Posts matching tags 'eurostar'
2007/11/2
In a few years, there may be direct trains from London to Germany; Deutsche Bahn is applying to run trains through the Channel Tunnel to St. Pancras. Eurotunnel, who own the tunnel, are apparently keen for them to do so, being considerably in debt and having capacity to spare. There remains a question of safety standards, though, which DB may want amended somewhat:
At present, passenger trains using the tunnel have to be capable of being divided in two in the case of a fire. The safety rules also require operators to use a special locomotive capable of coping with the signals and power supply on both sides of the Channel. Under European Union open access rules for railways, the £5.7 billion High Speed One, due to open in a fortnight between the Channel Tunnel and St Pancras, has been built to accommodate trains from across Europe.If DB get permission to run services to London, trains could reach Cologne in 4 hours and Frankfurt in under 5. The article doesn't say whether all services would be during daytime hours (as are the current Eurostar services, which, after all, are considerably shorter in duration) or whether there would be overnight sleeper trains from London to the heart of Europe.
2006/6/21
I'm back in London now, having spent the past five days on the continent, catching the Eurostar to Paris, then travelling via Zürich to Tuscany, staying for a few days in the mediaeval hilltop town of Cetona, then back to Paris via Florence and back to London. Photos from my travels will gradually filter onto Flickr.
Some observations:
- The Eurostar train to Paris was delayed by 80 minutes; it seems that the tunnel wasn't feeling well or something, and the train had to wait outside whilst its handlers coaxed it into cooperating. Consequently, I missed my initial connection, the 19:06 sleeper to Florence, despite a white-knuckle taxi ride through the Parisian rush-hour traffic. The moral of this story: allow more than one hour and 40 minutes between the Eurostar and anything departing from Gare de Bercy.
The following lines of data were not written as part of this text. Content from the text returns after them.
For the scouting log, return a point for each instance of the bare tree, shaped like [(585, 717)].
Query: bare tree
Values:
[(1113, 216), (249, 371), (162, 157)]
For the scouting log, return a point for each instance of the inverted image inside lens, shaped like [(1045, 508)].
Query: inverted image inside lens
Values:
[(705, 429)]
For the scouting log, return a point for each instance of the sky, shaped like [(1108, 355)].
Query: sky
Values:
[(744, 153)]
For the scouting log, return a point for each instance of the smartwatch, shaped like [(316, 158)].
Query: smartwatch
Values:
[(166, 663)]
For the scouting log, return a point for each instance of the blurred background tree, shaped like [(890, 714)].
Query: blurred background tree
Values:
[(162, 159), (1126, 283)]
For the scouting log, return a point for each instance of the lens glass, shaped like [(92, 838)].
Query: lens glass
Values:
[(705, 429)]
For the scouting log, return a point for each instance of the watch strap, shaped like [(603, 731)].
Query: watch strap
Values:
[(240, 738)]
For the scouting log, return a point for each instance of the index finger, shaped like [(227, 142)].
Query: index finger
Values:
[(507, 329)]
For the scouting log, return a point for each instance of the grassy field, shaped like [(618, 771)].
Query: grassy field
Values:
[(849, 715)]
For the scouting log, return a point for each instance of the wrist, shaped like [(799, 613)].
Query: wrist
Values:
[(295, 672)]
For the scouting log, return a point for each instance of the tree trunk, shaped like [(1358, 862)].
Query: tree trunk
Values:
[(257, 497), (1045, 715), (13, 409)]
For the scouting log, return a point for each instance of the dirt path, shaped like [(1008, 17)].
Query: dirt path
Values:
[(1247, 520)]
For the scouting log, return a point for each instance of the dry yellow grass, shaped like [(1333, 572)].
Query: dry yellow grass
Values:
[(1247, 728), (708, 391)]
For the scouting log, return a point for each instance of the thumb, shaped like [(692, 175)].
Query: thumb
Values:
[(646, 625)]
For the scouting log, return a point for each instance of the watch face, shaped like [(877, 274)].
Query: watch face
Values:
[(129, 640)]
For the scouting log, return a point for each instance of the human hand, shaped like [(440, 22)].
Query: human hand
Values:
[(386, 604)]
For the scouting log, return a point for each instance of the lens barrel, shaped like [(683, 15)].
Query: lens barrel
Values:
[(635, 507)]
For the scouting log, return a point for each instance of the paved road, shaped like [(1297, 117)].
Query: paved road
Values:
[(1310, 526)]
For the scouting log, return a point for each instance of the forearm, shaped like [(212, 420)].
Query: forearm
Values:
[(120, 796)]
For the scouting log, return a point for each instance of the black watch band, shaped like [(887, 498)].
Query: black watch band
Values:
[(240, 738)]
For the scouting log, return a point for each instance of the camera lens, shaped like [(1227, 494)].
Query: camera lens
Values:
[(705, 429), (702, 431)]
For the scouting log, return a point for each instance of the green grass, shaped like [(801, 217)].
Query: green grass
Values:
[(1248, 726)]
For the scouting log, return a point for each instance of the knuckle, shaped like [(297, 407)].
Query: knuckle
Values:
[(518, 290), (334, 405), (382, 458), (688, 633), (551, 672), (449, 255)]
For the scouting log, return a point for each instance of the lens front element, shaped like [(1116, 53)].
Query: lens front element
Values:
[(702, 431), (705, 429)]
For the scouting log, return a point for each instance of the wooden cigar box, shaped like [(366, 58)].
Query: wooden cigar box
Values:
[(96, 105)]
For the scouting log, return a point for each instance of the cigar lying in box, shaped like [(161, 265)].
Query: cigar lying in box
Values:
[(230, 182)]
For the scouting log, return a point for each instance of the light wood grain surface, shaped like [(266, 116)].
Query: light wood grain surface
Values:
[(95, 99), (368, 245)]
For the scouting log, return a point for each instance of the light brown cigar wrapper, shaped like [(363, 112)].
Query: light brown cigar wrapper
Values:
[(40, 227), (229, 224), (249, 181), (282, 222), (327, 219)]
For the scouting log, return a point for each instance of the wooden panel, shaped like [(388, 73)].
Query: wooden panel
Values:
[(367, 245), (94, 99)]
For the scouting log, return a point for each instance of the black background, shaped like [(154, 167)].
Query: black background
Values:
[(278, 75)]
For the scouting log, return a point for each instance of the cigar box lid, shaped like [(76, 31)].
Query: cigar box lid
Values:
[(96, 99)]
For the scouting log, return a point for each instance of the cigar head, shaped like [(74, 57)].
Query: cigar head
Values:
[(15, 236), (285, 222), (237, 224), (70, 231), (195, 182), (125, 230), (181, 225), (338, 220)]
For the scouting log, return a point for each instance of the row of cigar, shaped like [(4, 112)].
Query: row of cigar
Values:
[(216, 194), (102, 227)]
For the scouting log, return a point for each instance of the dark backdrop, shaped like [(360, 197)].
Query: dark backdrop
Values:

- I did manage to get a bunk on a later sleeper to Zürich, and a connecting train to Milan. The Zürich train (a French SNCF service) was relatively empty, and even in second class, quite comfortable.
- The Swiss love their sans serif typefaces and clean design, and have some of the best-looking banknotes I have seen. They're about as colourful as Australian banknotes, only with more of a modernist European graphic-design feel.
- The journey through the Swiss Alps from Zürich to Milan is probably the most scenic railway journey I have been on; the train climbs into the alps, winding around hills and going through tunnels, passing vast, mirror-still lakes and small towns. Then it goes through a tunnel near St. Gotthard's Pass, and comes out in the Italian-speaking part of Switzerland, which has a completely different climate, geography, architecture and character, seeming rather Mediterranean. I have added Switzerland to the list of places to visit.
- Swiss trains are very clean and run like clockwork. Italian trains are generally of a high standard. The "EuroStar Italia" trains (which are similar to French TGVs or Virgin Pendolinos) are fast and come with an onboard magazine (in Italian) and radio channels in the seats (which didn't seem to be working), and the "InterCity" trains (expresses pulled by more conventional electric locomotives; virtually all railways in Europe are electric these days) are air conditioned and clean. First class on those costs slightly more than second-class and gives you larger-looking seats (though they have the same number of them in the compartments) and power points near the window seats. (The EuroStar to Paris also had power points (European ones, not British ones), though the returning one didn't.)
- The "Palatino" sleeper from Florence to Paris is quite popular, and consequently the compartment I was in was full. Fitting into a second-class sleeper compartment (which holds six) with baggage is a bit of a juggling act. Apparently first class sleepers are said to be much more comfortable.
- Most if not all of the native English speakers one meets whilst travelling on trains through Europe are Americans. I wonder why this is; perhaps it's because Britons associate trains with day-to-day drudgery and avoid them whilst on holidays, whereas Americans regard them as part of the European experience.